The conclusion demonstrates the relevance and importance of Neopatristic synthesis for contemporary research in philosophy and theology. For instance, the “discourse of energies,” as distinguished by Sergey Horujy and conducted in terms of divine energies, has significant heuristic potential in respect to theological investigations. Nevertheless, a radical version of Neopatristic synthesis—treating this concept as the only legitimate approach in the spirit of fundamentalism—results in side effects and even certain dangers. The patristic renewal should be conducted with great sensitivity to contemporary problems and questions, and taken up by specialists in various fields. Historical studies of patristics sources are not enough for fruitful dialogue with contemporary philosophical issues. Another danger is concordism, or the adjustment of patristic thought with the achievements of modern science. The aim of this book is not to make Neopatristic studies a model for solving philosophical and theological problems, but to go beyond the rigid framework of this concept.
This chapter attempts to answer the question of God’s presence and action in the world from two philosophical and theological perspectives: the thought of the Eastern Church Fathers (the fourth to sixth centuries) and process philosophy and theology (the twentieth century). The first paragraph is devoted to Orthodox cosmology, which explicitly emphasizes the divine presence in the created world. The second section compares some patristic ideas with the thought of A. N. Whitehead and his contemporary followers. Both the Eastern Church Fathers and process philosophers developed the concept of panentheism, which makes it possible to explain God’s immanent presence in the world, on the one hand, and His transcendent character, on the other. Next, the author analyzes the scientific and theological picture of the world within the Eastern Christian tradition. In addition, the author discusses one attempt to unify this picture: namely, Vladimir Solovyov’s sophiology, including its development in the work of his twentieth-century successors.
This chapter is devoted to the exploration of the concept of Neopatrstic synthesis and its evolution in the thought of Georges Florovsky and Vladimir Lossky. The author presents an outline of the creative path of both thinkers. According to them, Neopatristic synthesis should be treated as an alternative to the so-called religious-philosophical renaissance, which draws too much on the Western tradition and neglects the original Byzantine heritage. On the base of a comparative analysis of Florovsky’s and Zenkovsky’s vision of Russian philosophy, the author demonstrates the shortcomings of Florovsky’s too radical treatment of Neopatristic synthesis as the only valid model of philosophizing. This chapter also discusses in detail Vladimir Lossky’s anthropology. Lossky developed an Eastern Christian concept of deification, which also has epistemological significance concerning the possibility of knowing God. In turn, in his ontology Lossky used the theory of attributive analogy borrowed from Meister Eckhart.
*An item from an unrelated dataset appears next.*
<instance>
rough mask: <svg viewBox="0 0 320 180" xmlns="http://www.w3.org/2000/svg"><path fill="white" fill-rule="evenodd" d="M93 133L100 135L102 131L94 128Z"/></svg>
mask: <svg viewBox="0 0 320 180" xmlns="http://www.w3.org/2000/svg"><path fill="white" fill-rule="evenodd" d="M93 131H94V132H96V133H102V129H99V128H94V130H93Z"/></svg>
Thus, this chapter reveals a double dimension of Neopatristic synthesis: both apophatic and cataphatic.
This chapter considers two possible directions of dialogue between the Western and Eastern Christian traditions in the modern world. First, it presents a perspective on the development of sophiology in contemporary philosophical and theological studies developed in the West. Neopatristic synthesis and sophiology (developed in the school of the so-called religious-philosophical renaissance) are most productively considered not as two disconnected and antagonistic projects, but as complementary towards each other. Moreover, the founders of Neopatristic synthesis, including Georges Florovsky, themselves drew on the work of one of the most prominent representatives of sophiology, Sergius Bulgakov. This chapter also illuminates the creative dialogue between Russian religious thought and Japanese Zen Buddhism. We find an example of this comparative study in the work of the American twentieth-century monk Thomas Merton, who took a keen interest in Russian Eastern Christian philosophy, literature, and mysticism. Another illustration is found in the thought of Sergey Horujy, contemporary Russian thinker and founder of synergistic anthropology. Horujy not only studied patristic thought, but also was engaged in research on Eastern religions.